INTRODUCTION Cardio-metabolic risk factors including insulin levels are at young age barely perceived as harmful, but over time these risk factors may track and lead to higher risk of metabolic syndrome. Studies showed that exposure to air pollution is associated with an increased risk of insulin resistance in childhood. We determined whether the origin of type 2 diabetes can be found in the early childhood by examining the levels of insulin in the neonatal cord blood and whether this can be considered as a disease marker for later life. METHODS In the ENVIRONAGE (ENVIRonmental influence ON early AGEing) birth cohort, we recruited 620 mother-infant pairs between February 2nd 2010 until August 12th 2014 at the East-Limburg Hospital in Genk, Belgium. We investigated in 590 newborns the association between cord plasma insulin levels and exposure to particulate matter (PM2.5 and PM10) and nitrogen dioxide (NO2) in various exposure windows during pregnancy. Trimester-specific air pollutant exposure levels were estimated for each mothers home address using a spatiotemporal model.
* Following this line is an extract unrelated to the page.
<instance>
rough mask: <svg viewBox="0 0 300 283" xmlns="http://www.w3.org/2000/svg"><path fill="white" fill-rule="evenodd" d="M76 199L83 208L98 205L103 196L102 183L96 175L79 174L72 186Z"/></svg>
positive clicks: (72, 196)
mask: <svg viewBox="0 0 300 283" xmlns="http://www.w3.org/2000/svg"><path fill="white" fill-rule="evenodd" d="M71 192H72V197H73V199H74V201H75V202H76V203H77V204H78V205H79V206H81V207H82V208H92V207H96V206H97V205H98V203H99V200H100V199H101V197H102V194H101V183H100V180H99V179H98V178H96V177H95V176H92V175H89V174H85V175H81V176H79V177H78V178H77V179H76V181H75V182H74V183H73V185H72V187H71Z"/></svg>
RESULTS Cord plasma insulin levels averaged 33.1pmol/L (25-75th percentile: 20.1-53.5), while PM2.5 exposure during pregnancy averaged (SD) 13.7μg/m3 (2.4). Independent of maternal age, newborns sex, birth weight, gestational age, parity, early-pregnancy BMI, ethnicity, smoking status, time of the day, maternal education, time of delivery, and season of delivery, cord plasma insulin levels increased with 15.8% (95% CI 7.8 to 24.4, p<0.0001) for each SD increment in PM2.5 levels during the entire pregnancy and was most pronounced in the 2nd trimester (13.1%, 95% CI 3.4 to 23.7, p=0.007) of pregnancy. The results for PM10 exposure were similar with those of PM2.5 exposure but we did not observe an association between cord blood insulin levels and NO2 exposure. CONCLUSIONS Exposure to particulate air pollution during pregnancy is associated with increased levels of cord plasma insulin at birth. The public health relevance of this association is demonstrated by the fact that a 2.4μg/m3 (SD) increase in PM2.5 during pregnancy on cord plasma insulin levels corresponds to the effect-size of a 9kg/m2 higher early-pregnancy BMI on cord plasma. Particulate air pollution induced changes in cord plasma insulin levels during early life and might be a risk factor in the development of metabolic disease, such as glucose intolerance or type 2 diabetes, later in life.